平成21年度新司法試験論文式
公法系第2問参考答案

第1.設問1について
1.本件確認を争う手段として取消訴訟があるが、これを提起しうるのは、法律上の利益を有する者に限られる(行訴法9条1項)。そして、「法律上の利益を有する者」とは、当該処分により自己の権利若しくは法律上保護された利益を侵害され、又は必然的に侵害されるおそれのある者をいい、当該処分を定めた行政法規が、不特定多数者の具体的利益を、それが帰属する個々人の個別的利益としてもこれを保護する趣旨を含む場合には、このような利益もここにいう法律上保護された利益に当たり、処分の相手方以外の者についてこれを判断するに当たっては、同条2項に掲げる事項を勘案すべきである(小田急線高架訴訟判例参照)。
(1)ア.建築基準法(以下「法」という。

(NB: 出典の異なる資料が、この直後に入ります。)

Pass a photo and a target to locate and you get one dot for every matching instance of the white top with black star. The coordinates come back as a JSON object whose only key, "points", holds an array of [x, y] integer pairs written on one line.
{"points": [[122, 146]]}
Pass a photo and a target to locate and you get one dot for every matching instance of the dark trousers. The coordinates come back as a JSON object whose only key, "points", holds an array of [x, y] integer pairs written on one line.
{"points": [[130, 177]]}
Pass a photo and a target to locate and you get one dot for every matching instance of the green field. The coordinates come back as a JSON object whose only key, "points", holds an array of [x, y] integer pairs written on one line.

)21条は一定規模を越える建築物に耐火性を要求し、42条で道路の幅員等を定めると共に43条1項において接道義務を定め、52条において容積率の制限を、56条において建築物の高さの制限を定める。これらは建築基準関係利益(建築基準関係規定適合性に基づく交通の安全、災害時の安全及び快適な居住環境を享受する利益をいう。以下同じ。)を保護する趣旨である。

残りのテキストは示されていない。